Clustering High-dimensional Toxicogenomics Data with Rare Signals...

by Guojing Cong, Scott Auerbach
Publication Type
Conference Paper
Book Title
2023 IEEE International Conference on Data Mining Workshops (ICDMW)
Publication Date
Page Numbers
1 to 7
Publisher Location
New Jersey, United States of America
Conference Name
2023 IEEE International Conference on Data Mining Workshops (ICDMW)
Conference Location
Shanghai, China
Conference Sponsor
Various
Conference Date
-

Toxicogenomics studies the gene and protein activities to drug treatments or toxic exposures.

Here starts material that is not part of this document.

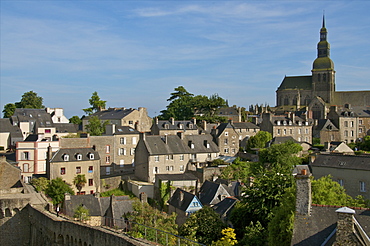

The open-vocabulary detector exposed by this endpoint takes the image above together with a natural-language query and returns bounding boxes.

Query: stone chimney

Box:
[333,207,357,246]
[295,169,312,216]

As the drugs and genes are numerous, toxicogenomics data are naturally high dimensional, with dimension sizes up to millions. In addition, the distribution of toxicogenomics data is oftentimes skewed, and they contain rare but important signals representing a cell or organism’s response to toxicity. The combination of high dimension and extremely skewed distribution of toxicogenomics data makes clustering analysis extremely challenging.We present our study of clustering toxicogenomics data using classical approaches such as principal component analysis as well as deep learning approaches such as auto-encoders. Our experiments show that these approaches fail to preserve rare signals and produce high-quality clusters. We then explore augmenting matrix factorization with deep learning techniques such as attention mechanism to produce latent representations for clustering. Our technique is able to better preserve rare signals after dimensionality reduction than prior approaches. Furthermore, we combine our augmented matrix factorization with a mechanism similar to autoencoder to balance separable clusters and low regeneration errors. Our experiments demonstrate better clustering with our proposed approach.